Brexit hopes send the GBPUSD higher, but what might limit the rise now?

Brexit hopes send the GBPUSD higher, but what might limit the rise now?

The break felt good for the bulls but there is a concern for the bulls

There was positive news out of the EU/UK Brexit transition talks. That news, coupled with a technical break of a trend line on the 4-hour chart below at 1.3976 (see blue numbered circles), and a move above  the 1.4000 area ceiling (see green circles), led to a good run higher. The bulls took control. 

The run higher was able to get above another key swing/ceiling area at 1.4065-69. Swing highs from February 8th and February 26th, stalled rallies on those days. 

That level was broken today with the high for the day extending to 1.4088. More good news for the buyers. 

However, that last break failed.  

The price has moved back lower and back below the 1.4065-69 area since the peak.  In fact, the high on the current bar is also in that swing area at 1.4068. Buyers, started to sell against the area. 

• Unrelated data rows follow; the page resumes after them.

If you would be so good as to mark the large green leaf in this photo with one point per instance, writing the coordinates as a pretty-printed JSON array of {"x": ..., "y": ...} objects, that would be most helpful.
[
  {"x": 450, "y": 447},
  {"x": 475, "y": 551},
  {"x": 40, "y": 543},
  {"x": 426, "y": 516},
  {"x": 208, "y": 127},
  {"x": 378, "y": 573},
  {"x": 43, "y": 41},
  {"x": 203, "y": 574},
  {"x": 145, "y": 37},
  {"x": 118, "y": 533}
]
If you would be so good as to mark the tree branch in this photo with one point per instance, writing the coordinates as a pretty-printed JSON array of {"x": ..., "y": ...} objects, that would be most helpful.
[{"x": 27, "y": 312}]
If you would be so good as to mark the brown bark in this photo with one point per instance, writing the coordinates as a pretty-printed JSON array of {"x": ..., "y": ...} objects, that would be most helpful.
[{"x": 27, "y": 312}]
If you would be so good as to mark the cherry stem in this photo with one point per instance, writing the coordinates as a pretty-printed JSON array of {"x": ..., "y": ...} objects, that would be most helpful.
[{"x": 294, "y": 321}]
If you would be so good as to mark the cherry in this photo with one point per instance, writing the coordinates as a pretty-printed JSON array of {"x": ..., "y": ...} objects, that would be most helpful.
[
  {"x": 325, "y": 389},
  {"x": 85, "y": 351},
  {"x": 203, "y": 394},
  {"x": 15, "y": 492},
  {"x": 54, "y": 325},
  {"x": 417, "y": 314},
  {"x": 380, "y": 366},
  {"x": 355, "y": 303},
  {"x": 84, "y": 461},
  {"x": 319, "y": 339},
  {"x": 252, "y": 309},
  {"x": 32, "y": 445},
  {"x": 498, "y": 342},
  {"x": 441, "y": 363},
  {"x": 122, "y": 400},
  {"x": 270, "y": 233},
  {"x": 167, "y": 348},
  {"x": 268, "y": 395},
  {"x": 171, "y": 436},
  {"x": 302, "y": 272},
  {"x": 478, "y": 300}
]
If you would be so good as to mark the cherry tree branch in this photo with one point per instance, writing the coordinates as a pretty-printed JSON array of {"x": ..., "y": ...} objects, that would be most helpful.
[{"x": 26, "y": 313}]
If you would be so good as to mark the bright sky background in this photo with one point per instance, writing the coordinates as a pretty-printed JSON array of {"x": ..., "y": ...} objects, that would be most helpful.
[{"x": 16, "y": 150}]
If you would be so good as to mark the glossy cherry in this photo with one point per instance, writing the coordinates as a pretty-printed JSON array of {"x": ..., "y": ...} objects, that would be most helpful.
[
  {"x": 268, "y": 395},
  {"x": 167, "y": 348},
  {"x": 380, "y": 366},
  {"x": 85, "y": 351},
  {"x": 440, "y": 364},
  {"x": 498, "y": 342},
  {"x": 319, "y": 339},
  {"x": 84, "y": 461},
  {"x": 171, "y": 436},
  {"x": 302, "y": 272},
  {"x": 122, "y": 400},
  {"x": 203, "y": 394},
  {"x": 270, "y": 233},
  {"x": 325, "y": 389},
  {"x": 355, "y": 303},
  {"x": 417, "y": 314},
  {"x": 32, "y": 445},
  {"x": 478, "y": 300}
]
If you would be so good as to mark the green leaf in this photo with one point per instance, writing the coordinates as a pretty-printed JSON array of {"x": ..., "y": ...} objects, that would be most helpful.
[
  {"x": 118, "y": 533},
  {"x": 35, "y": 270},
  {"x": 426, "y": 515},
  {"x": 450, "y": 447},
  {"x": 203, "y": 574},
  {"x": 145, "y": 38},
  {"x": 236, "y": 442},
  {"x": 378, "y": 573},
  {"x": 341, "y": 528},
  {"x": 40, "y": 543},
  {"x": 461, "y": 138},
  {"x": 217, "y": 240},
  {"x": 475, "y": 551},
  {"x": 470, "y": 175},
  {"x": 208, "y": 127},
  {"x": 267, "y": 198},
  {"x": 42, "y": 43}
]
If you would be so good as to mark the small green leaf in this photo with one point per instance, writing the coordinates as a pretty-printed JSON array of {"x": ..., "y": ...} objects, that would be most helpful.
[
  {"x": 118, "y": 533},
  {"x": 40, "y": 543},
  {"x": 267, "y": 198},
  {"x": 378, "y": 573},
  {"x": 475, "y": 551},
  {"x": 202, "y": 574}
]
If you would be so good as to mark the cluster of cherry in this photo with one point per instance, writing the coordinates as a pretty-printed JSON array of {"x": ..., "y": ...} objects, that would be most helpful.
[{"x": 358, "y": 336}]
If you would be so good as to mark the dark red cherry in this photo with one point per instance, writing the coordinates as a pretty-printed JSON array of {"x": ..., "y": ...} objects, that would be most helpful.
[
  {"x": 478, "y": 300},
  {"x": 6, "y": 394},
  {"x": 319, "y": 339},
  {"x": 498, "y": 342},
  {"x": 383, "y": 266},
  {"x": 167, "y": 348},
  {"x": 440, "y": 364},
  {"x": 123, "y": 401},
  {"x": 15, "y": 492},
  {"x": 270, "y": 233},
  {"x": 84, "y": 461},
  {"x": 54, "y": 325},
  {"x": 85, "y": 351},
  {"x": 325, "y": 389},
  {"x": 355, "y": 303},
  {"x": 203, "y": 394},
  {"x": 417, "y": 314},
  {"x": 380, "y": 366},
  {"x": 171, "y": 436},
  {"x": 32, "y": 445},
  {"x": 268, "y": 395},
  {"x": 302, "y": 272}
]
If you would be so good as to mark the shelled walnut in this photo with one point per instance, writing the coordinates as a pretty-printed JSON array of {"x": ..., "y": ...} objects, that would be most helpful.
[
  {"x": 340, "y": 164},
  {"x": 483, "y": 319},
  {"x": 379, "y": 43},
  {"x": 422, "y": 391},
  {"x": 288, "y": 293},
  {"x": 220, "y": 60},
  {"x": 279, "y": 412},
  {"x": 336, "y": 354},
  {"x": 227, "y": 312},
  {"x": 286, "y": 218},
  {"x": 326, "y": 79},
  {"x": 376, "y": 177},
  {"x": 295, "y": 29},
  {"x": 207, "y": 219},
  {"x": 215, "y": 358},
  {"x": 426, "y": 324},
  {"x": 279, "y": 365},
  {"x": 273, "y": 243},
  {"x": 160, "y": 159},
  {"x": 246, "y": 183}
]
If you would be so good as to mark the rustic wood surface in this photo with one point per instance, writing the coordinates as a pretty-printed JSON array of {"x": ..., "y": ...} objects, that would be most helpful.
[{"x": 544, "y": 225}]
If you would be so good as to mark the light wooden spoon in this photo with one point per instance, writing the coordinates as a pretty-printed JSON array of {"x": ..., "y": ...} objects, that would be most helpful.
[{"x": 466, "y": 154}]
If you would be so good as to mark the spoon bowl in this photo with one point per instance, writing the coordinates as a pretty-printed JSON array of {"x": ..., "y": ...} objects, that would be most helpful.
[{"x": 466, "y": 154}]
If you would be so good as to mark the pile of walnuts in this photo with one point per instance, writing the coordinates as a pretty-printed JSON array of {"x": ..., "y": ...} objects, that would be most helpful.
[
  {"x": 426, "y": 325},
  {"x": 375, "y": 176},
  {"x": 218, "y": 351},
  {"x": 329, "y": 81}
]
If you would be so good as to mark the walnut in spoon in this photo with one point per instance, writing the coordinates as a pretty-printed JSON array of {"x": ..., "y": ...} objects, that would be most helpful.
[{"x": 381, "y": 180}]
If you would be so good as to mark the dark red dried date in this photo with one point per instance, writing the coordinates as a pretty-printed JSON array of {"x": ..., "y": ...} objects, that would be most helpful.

That begs the question now…Is the ceiling being reestablished?   Traders have to be cognizant of that potential.

The good news for the buyers is on the move down from the high today, the 50% midpoint of the move down from the January high comes in at 1.40278. The fall from the high today, has stalled ahead of that level so far.  Staying above would keep the buyers more in control. Move below, and the technical waters start to get more muddy for the bulls/buyers. 

As a result, there is a consolidation battle going on between support at 1.40278 and resistance at 1.4065-69.    Traders short from above and long from below, will battle it out, with a break of either extreme, likely leading to more momentum in the direction of the break.  

The support and resistance areas may also attract traders who buy the dip against support, and sell a rally against resistance – with stops on breaks.